Metric and topological spaces. Euclidean spaces, balls, cubes, simplexes and their boundary. Metric spaces, isometries. Topological spaces, continuous maps, homeomorphisms, connected components, compactness. Topological manifolds (with boundary), invariance of dimension. Topological equivalence of balls, cubes and simplexes (regular convexes). Deformations and homotopical equivalence, contractible spaces.
Combinatorial topology. Abstract and topological graphs. Abstract and topological simplicial complexes, cubical complexes, cellular complexes. Subdivisions, barycentric subdivision. Simplicial maps, cellular maps, approximation of continuous maps, embedding theorem in Euclidean spaces. Simplicial collapsings and cellular deformations. Smooth manifolds, smooth maps, diffeomorphisms. Simplicial decompositions, PL structures. Morse functions, handle decompositions, decompositions of spheres and tori. Discrete Morse theory.

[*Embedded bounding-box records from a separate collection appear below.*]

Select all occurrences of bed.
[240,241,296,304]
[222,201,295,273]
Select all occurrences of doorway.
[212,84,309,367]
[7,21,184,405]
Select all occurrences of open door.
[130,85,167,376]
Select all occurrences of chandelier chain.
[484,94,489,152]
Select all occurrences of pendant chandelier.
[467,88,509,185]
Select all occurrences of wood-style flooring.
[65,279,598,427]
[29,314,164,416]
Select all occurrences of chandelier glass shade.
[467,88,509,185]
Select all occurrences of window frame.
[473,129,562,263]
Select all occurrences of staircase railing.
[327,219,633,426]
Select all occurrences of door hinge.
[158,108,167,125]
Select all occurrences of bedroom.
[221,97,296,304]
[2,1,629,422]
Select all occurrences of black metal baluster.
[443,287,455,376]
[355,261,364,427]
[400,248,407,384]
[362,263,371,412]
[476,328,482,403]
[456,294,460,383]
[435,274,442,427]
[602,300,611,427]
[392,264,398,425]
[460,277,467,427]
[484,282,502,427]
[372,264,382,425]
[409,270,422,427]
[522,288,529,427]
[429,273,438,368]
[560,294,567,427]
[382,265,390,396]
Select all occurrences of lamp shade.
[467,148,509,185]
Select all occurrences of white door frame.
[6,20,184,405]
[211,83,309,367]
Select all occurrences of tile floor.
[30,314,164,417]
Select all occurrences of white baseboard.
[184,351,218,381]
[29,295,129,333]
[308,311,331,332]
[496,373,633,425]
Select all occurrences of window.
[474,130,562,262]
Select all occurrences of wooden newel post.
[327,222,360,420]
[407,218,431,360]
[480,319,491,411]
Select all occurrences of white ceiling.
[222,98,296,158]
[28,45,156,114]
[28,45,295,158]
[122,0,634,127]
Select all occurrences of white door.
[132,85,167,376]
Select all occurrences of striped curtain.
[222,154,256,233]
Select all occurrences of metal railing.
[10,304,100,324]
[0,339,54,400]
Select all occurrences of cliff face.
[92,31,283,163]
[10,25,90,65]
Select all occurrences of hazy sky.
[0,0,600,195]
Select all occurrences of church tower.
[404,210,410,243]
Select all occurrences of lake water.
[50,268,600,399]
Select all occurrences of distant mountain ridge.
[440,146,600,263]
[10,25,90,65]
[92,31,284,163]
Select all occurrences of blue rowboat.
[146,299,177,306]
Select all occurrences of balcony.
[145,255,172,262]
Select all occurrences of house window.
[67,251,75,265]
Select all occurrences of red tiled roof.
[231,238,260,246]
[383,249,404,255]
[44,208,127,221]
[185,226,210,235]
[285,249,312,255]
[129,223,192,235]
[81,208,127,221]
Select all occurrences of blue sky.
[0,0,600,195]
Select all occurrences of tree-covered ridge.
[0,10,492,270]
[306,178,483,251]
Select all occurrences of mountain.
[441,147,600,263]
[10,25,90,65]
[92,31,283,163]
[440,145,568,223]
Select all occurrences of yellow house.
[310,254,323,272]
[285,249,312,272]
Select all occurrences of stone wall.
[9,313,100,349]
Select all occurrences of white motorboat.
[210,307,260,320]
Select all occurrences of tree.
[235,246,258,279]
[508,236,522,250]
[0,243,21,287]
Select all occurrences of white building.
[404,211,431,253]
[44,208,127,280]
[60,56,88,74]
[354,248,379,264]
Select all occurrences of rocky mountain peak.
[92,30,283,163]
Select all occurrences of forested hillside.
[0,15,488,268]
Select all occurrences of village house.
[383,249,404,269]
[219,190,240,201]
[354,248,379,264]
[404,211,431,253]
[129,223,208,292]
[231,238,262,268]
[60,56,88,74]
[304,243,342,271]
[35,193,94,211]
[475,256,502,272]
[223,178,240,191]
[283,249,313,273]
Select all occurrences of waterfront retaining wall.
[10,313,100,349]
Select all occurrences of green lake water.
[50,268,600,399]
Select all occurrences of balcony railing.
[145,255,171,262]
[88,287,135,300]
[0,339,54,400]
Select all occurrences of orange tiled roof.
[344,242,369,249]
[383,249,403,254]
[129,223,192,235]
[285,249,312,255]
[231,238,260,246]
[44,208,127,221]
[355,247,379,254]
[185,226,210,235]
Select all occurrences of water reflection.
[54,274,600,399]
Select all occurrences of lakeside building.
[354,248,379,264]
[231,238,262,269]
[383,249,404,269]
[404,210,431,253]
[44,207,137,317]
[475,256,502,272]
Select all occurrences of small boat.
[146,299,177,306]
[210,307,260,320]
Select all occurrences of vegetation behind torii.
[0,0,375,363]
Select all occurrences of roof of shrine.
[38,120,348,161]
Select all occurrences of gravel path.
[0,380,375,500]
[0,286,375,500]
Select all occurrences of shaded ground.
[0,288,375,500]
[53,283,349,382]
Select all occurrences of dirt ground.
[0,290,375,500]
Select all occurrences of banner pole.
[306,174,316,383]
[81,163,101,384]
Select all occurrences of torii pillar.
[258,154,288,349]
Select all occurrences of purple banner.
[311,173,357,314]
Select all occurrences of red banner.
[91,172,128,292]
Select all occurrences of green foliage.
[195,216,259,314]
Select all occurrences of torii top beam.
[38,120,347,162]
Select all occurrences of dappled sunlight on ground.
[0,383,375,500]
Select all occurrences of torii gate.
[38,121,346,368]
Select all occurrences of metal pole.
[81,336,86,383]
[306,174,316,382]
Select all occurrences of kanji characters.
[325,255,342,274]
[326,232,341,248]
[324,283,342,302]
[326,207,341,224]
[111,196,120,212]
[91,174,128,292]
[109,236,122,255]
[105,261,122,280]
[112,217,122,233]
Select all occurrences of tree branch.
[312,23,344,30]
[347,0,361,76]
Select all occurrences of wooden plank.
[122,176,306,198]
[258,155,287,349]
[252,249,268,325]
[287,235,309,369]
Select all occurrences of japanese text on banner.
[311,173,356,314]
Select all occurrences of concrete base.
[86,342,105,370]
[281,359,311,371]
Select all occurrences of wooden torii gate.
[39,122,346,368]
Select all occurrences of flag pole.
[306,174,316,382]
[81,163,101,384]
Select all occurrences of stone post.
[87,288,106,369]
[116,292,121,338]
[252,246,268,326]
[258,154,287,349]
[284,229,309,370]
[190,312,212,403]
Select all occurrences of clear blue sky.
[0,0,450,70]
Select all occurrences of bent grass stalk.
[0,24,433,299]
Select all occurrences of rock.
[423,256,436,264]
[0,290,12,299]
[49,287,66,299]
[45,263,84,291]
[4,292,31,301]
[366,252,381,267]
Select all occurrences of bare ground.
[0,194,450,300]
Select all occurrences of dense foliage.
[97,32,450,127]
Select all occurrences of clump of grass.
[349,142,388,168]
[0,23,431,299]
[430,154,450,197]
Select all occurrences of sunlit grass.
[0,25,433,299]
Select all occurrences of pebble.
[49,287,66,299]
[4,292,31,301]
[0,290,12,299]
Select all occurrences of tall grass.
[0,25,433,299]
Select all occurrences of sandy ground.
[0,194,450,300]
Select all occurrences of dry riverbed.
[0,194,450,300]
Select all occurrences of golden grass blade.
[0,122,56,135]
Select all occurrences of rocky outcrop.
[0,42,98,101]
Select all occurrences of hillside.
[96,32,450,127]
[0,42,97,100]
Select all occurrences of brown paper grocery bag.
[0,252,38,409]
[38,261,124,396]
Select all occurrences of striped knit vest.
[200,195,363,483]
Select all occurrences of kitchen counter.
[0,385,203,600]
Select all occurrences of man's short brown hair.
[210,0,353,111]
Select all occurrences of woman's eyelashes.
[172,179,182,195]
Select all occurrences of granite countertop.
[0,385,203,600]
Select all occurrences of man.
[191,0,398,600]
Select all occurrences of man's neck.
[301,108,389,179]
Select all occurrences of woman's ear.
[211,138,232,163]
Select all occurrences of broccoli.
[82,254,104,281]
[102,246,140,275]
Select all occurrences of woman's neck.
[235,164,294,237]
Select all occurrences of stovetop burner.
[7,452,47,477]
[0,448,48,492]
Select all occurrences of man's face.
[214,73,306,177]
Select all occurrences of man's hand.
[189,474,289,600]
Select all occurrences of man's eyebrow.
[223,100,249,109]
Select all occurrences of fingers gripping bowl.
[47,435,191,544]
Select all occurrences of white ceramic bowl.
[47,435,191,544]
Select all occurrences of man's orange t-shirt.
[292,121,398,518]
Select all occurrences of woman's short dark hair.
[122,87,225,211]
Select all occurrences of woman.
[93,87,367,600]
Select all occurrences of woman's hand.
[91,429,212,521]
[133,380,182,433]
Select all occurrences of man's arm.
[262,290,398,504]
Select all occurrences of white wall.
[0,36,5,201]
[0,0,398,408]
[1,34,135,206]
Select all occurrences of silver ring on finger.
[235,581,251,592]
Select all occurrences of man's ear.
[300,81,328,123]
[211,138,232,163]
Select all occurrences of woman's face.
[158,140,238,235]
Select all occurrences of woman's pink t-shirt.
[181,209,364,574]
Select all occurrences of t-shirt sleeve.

Homology theory. Simplicial, cubical, cellular and singular homology with coefficients in Z, Q and R, functoriality and homotopical invariance, equivalence theorems. Betti numbers and Euler characteristic. Mayer-Vietoris exact sequence, Künneth formula, homology of spheres and tori. Morse complex, Morse inequalities. Homology of surfaces, homology of manifolds, Poincaré duality. Alexander duality for subcomplexes in Euclidean spaces.
Persistent topology. Approximation of spaces, Vietoris and Cech complexes, regular neighborhoods in Euclidean spaces, alpha-complexes, Delaunay-Voronoi complexes. Filtrations of spaces and complexes, complexes associated to weighted graphs. Persistent homology, persistence diagrams, bar-codes.